Bu geceki el işi köşemizde konumuz: minyatür kes-mukavvaya yapıştır.

Neyse ki daha fazla yapmadan bezde denedik de arkasına mukavva yapıştırdığımız figürlerin oluşan gölgelerinin siyah olduğunu gördük ve el işi dersimizin bugünlük sonuna geldik. Ama mukavvasız olanlar gayet güzel ve net; tüm renkleriyle görünüyor. Ben de bu haliyle işimize yaramayacak olan figürlerle bir hatıra fotoğrafı çektim.

Başarısızlıklar .)

Kafamızdaki gölge oyunu fikrinin olup olamayacağını araştırmak için bugün malzemeleri alıp, başladık kesip biçmeye.. Bir iyi bir kötü haberim var.
İyi haber, kesinlikle yapılabilir ve yapılması çok zahmetli bir iş değil. Biraz el işi biraz da iyi planlama istiyor.
Kötü haber şimdiye kadar yaptığımız tüm figürler çöp olacak. .) Çünkü ışık ve geçirgenlikle ilgili düşüncelerimizde yanılmışız.
öğrenmiş olduk .. .)




Murat Palta'nın Minyatür Tekniğiyle Film afişleri diye bir çalışması varmış. İlginçmiş..

Minyatürden duyulan haz- Başlangıç


      Başladık. Bölümlerimizi seçip kendimiz çalışmaya başlamıştık zaten. Bugün Benim Adım Kırmızı metnini ilk kez birlikte okuduk. Yalnızken yaptığım çalışmalar boyunca metne dair bir çok durumu ve bilgiyi gözden kaçırdığımı fark ettim. Kendi sesimle biliyorum metni. Bir başkasının sesiyle duymak bile tıkanmışlığı açıyor sanki.
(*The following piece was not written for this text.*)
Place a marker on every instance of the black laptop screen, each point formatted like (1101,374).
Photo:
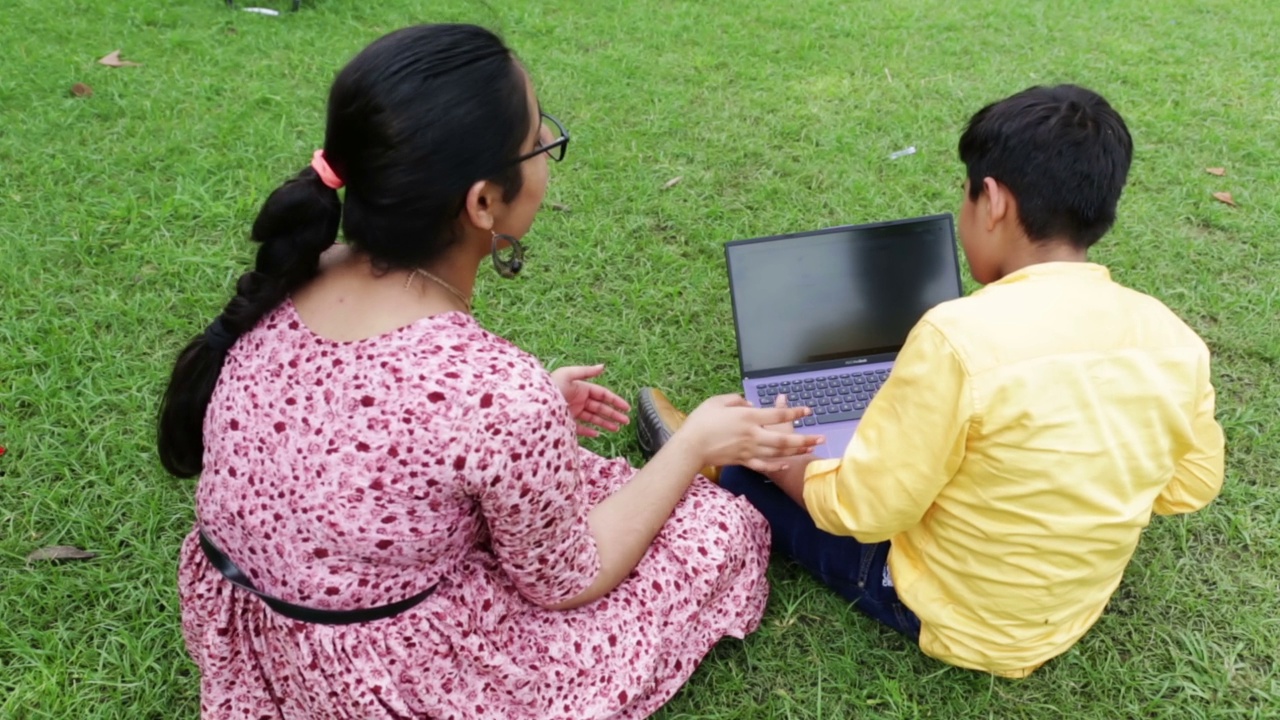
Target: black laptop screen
(839,294)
      Kendi çalışmamı yürüttüğüm süre içerisinde beni zorlayan durumlardan biri Orhan Pamuk’un edebi cümlelerini sahneye koymaktı. Bugün de edebi cümleleri sahnede konuşma diline çevirmemiz gerektiğinden bahsettik. Kendim çalışırken de konuşma diline çevirmeye çalışmıştım ama doğru mu yapıyorum diye de bir kuşku duyuyordum. Pek de beceremedim zaten. Metni kısaltırken ve değiştirirken cimri davrandım. Ama bugün anladım ki acımadan atmak lazım bazen....
Panofsky'nin Perspektif adlı kitabı Türkçeye çevrilmiş. "Pazar okumaları" listemize ekleyelim derim.

İlk çalışmanın notları

       Bugün ilk çalışmamızı yaptık.Birlikte romanı okumaya başladık ve teker teker bölümlerin nasıl düzenlenebileceğini konuştuk.Bu şekilde 6.bölüm olan Ben Orhan'a kadar geldik şimdilik.Başlangıçta ben ölüyüm'ün 2 ana teması var ve ondan sonraki bölümlerde de bu iki temayı koruyor : ölüm ve para.Bu temalarla ve mekanlarla bağlanıyor bölümler aslında birbirine,örneğin kara-köpek-katil kahvehanede meddahın anlatısının gerçekleştiği aynı anda bulunuyorlar.(köpek anlatısı gerçekleştiği) Metin düzenlemesinde bu göz önüne alınırsa metinler montajlanarak hem içi içe geçebilir hem de kısalabilir böylece.Ölü hariç diğer bölümlerin mekan olarak kahvehanede olması durumundan Oğuz şöyle bir şey önerdi ; meddahın (köpek anlatısı) yalnız perde önünde oynadığı diğer bölümlerin(şimdilik ilk kara ,köpek ve ilk katil kısmı) perde arkasından sadece gölgelerini seçebildiğimiz bir şekilde oynanması(bu hali katil görünecek mi nasıl oynanacak tartışması için bir alternatif oluşturuyor öneriler arasında) ve anlatılarındaki hikayelerin perdede bir animasyonla yansıtılması.(Hüsrev ile Şirin , belki cinayetin anlatıldığı kısım )Bu animasyon bir minyatürün canlanması gibi ve minyatür hareket etseydi nasıl hareket ederdi gibi olacak.(bunun için araştırma yapılacak.)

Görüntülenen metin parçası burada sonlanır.